Dass hier, am Rande Pankows, eine Siedlung aus der Retorte ohne vernünftige Verkehrsanbindung zu entstehen drohte – das weckt Erinnerungen an die großen Siedlungsprojekte, die kurz nach der Wiedervereinigung vom Senat auf den Weg gebracht wurden: Karow Nord zum Beispiel oder die Wasserstadt Spandau. Auch damals wuchs Berlin kräftig, und die Planer wiesen hektarweise Siedlungsflächen am Stadtrand aus, die mangels Nachfrage jahrelang ausgestorben wirkten und mit Hunderten von Steuermillionen bezuschusst werden mussten.
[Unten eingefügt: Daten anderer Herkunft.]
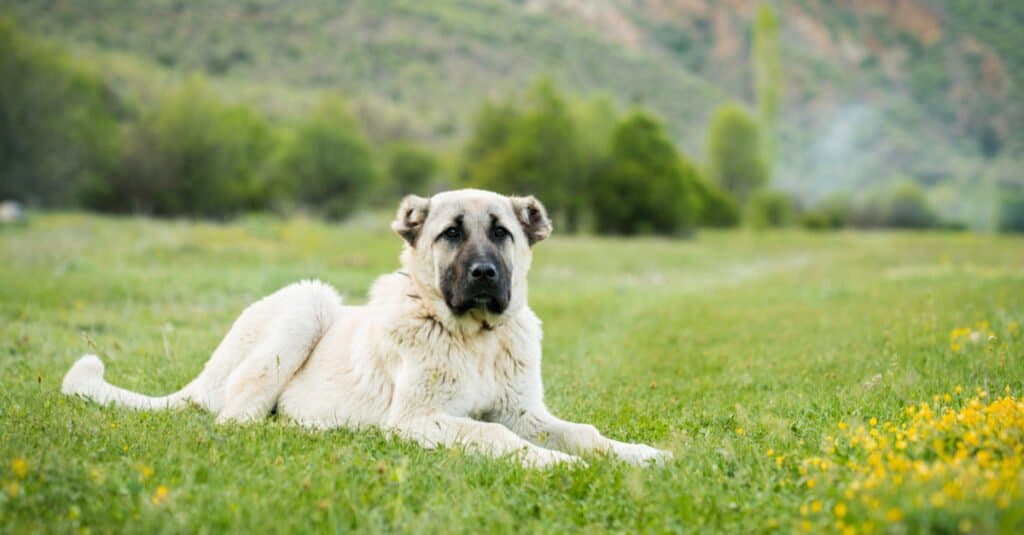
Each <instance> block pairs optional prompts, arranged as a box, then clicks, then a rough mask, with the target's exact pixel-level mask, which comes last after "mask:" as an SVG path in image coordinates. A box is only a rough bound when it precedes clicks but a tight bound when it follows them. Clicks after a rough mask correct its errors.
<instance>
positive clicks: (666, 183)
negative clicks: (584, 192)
mask: <svg viewBox="0 0 1024 535" xmlns="http://www.w3.org/2000/svg"><path fill="white" fill-rule="evenodd" d="M696 180H697V176H696V170H695V169H694V168H693V166H692V165H689V164H688V163H685V162H684V161H683V160H681V159H680V157H679V155H678V153H677V152H676V148H675V146H674V145H673V142H672V140H671V139H670V138H669V136H668V135H667V134H666V132H665V130H664V128H663V127H662V125H660V124H659V123H658V122H657V121H656V120H654V119H653V118H652V117H650V116H649V115H647V114H646V113H643V112H636V113H633V114H631V115H630V116H629V117H627V118H626V119H625V120H624V121H623V122H622V123H620V125H618V126H617V127H616V128H615V131H614V134H613V136H612V142H611V153H610V155H609V158H608V162H607V164H606V165H605V167H604V168H603V169H602V170H601V171H600V172H599V173H598V174H597V175H596V176H595V177H594V183H593V184H592V187H591V195H592V199H593V209H594V214H595V220H596V224H597V231H598V232H600V233H608V234H627V235H631V234H643V233H656V234H666V235H668V234H678V233H680V232H686V231H688V230H690V229H691V228H692V227H693V225H694V223H696V220H697V215H698V213H699V212H698V210H699V204H698V202H699V201H698V199H697V198H696V192H695V189H696V186H695V183H696Z"/></svg>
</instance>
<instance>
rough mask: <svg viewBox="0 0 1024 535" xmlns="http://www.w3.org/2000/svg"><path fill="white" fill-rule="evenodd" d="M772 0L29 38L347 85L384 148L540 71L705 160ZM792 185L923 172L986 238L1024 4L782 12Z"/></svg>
mask: <svg viewBox="0 0 1024 535" xmlns="http://www.w3.org/2000/svg"><path fill="white" fill-rule="evenodd" d="M757 4H758V2H757V1H756V0H721V1H710V0H621V1H614V0H603V1H602V0H524V1H512V0H479V1H470V0H441V1H432V2H419V1H415V0H384V1H373V0H356V1H350V2H338V1H327V0H310V1H306V2H294V3H290V2H273V1H270V0H247V1H244V2H240V1H227V0H216V1H209V2H185V1H181V0H158V1H152V2H120V1H116V0H97V1H93V2H74V1H44V0H26V1H23V2H18V3H16V4H15V5H10V6H7V7H5V9H7V10H9V11H10V12H11V13H12V14H13V16H14V17H15V18H16V19H17V20H18V22H19V24H20V25H22V26H23V27H24V28H25V29H27V30H29V31H31V32H35V33H38V34H42V35H46V36H49V37H51V38H55V39H60V40H65V41H67V42H71V43H83V44H88V45H89V46H93V47H97V48H99V49H101V50H118V51H127V52H130V53H132V54H136V55H138V56H140V57H143V58H145V59H146V60H150V61H154V63H156V64H159V65H161V66H163V67H164V68H165V69H167V70H170V71H180V72H188V71H197V70H198V71H204V72H206V73H208V74H210V75H211V76H214V77H218V78H219V79H224V80H229V81H232V83H236V84H246V83H254V84H262V83H266V82H267V81H272V83H274V84H280V85H281V86H287V87H294V88H298V89H303V90H308V89H322V88H332V89H340V90H342V91H344V92H346V93H348V94H350V95H352V97H353V98H354V99H355V100H356V102H357V104H358V105H359V106H360V107H362V108H365V109H367V110H369V112H368V113H369V114H370V115H372V116H373V118H374V120H375V121H376V122H378V123H380V125H383V126H380V129H381V130H382V132H383V133H380V134H379V135H384V136H387V135H390V136H412V137H418V138H425V139H434V140H435V141H436V140H440V141H441V142H444V140H454V139H458V138H459V137H460V136H461V135H462V134H463V133H464V132H465V127H466V124H467V120H468V118H469V117H471V115H472V112H473V111H474V110H475V109H476V107H477V105H478V101H479V99H481V98H483V97H486V96H488V95H500V94H504V93H507V92H509V91H513V90H517V89H519V88H522V87H524V86H525V85H526V84H527V83H528V82H529V81H530V80H531V79H532V78H534V77H535V76H537V75H538V74H540V73H548V74H551V75H553V76H554V77H555V78H556V80H558V81H559V82H560V83H561V84H563V85H564V86H566V87H567V88H569V89H571V90H574V91H581V92H591V91H606V92H608V93H610V94H611V95H613V96H614V97H615V98H616V99H617V100H618V101H620V104H622V105H623V106H624V107H628V106H633V105H641V106H646V107H649V108H650V109H652V110H654V111H655V112H656V113H658V114H659V115H662V116H663V117H665V118H666V120H667V121H668V122H669V123H670V125H671V127H672V131H673V133H674V134H675V135H676V137H677V138H678V139H679V140H680V143H681V146H682V147H683V149H684V150H685V151H686V152H688V153H689V154H691V155H692V156H694V157H696V158H697V159H698V160H700V159H702V156H703V155H702V150H703V135H705V128H706V125H707V120H708V117H709V114H710V112H711V111H712V110H713V109H714V108H715V107H716V106H718V105H720V104H722V102H724V101H726V100H728V99H739V100H742V101H748V102H750V101H752V98H753V95H752V94H751V93H752V90H751V69H750V59H749V56H750V41H751V19H752V16H753V13H754V11H755V9H756V7H757ZM772 4H773V5H775V6H776V9H777V11H778V13H779V16H780V20H781V27H782V34H781V36H782V41H783V61H784V71H785V89H784V96H785V107H784V111H783V116H782V121H781V124H780V126H779V130H778V135H779V137H780V161H779V168H778V169H777V172H776V182H777V183H779V184H780V186H782V187H784V188H787V189H790V190H793V191H796V192H798V193H800V194H801V195H802V196H804V197H805V198H807V199H811V200H813V199H816V198H819V197H821V196H822V195H825V194H826V193H828V192H831V191H836V190H847V191H852V192H855V193H856V192H862V191H864V190H867V189H870V188H872V187H876V186H878V184H880V183H882V182H885V181H887V180H889V179H891V178H892V177H893V176H894V175H899V174H901V175H906V176H909V177H911V178H913V179H915V180H918V181H920V182H922V183H924V184H926V186H928V187H929V188H930V189H931V193H932V196H933V199H934V200H935V201H936V202H937V203H938V204H939V205H940V207H941V208H942V210H943V211H944V212H945V213H946V214H947V215H950V216H954V217H959V218H962V219H965V220H969V221H971V222H973V223H974V224H976V225H981V224H983V223H984V222H985V220H986V218H987V217H988V215H989V214H988V208H989V207H990V204H991V203H990V201H991V195H992V191H993V188H994V187H995V184H996V182H1006V181H1014V180H1020V179H1021V177H1020V173H1019V171H1018V169H1019V168H1020V162H1021V161H1022V156H1021V155H1022V153H1024V140H1022V138H1024V133H1022V132H1021V131H1020V128H1019V125H1020V124H1024V98H1022V96H1021V95H1022V94H1024V91H1022V87H1024V83H1022V79H1024V38H1022V37H1021V35H1024V32H1022V30H1024V2H1017V1H1014V0H1005V1H1001V2H999V1H994V0H987V1H984V0H977V1H975V0H779V1H776V2H772Z"/></svg>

War die Wohnungsnot damals so groß wie heute? 50.000 Menschen mehr als vor zwölf Monaten werden Ende 2016 in Berlin leben, in den vorangegangenen drei Jahren war die Stadt jeweils um 40.000 Menschen gewachsen. Gut möglich, dass die Bebauung der Elisabeth-Aue nach dieser Legislaturperiode wieder ein Thema wird. Stadtrat Kirchner jedenfalls sagt: „Dass sie nicht bebaut wird, steht nicht im Koalitionsvertrag. Das Ganze ist für fünf Jahre zurückgestellt.“
Die neuen Stadtquartiere - eine Übersicht
Im Koalitionsvertrag von SPD, Linken und Grünen, der noch von den Parteigremien beschlossen werden muss, stehen insgesamt elf neue Stadtquartiere. Es sind etwa 37 000 Wohnungen vorgesehen. Das sind die folgenden Entwicklungsgebiete:
Mitte: Europacity/Lehrter Straße 44 Hektar
Neukölln: Buckower Felder 10 Hektar
Pankow: Blankenburger Süden 70 Hektar, Buch 54 Hektar, Michelangelostraße 186 Hektar (Modellquartier für ökologischen Neubau, Nutzungsmischung und innovative Mobilitätskonzepte)
Reinickendorf: Schumacher-Quartier 48 Hektar (Modell für ökologischen Neubau, Nutzungsmischung und innovative Mobilitätskonzepte)
Spandau: Wasserstadt Oberhavel 76 Hektar, Gartenfeld 34 Hektar
Treptow-Köpenick: Johannistal/Adlershof 20 Hektar, Köpenick 50 Hektar,
Steglitz-Zehlendorf: Lichterfelde Süd 96 Hektar.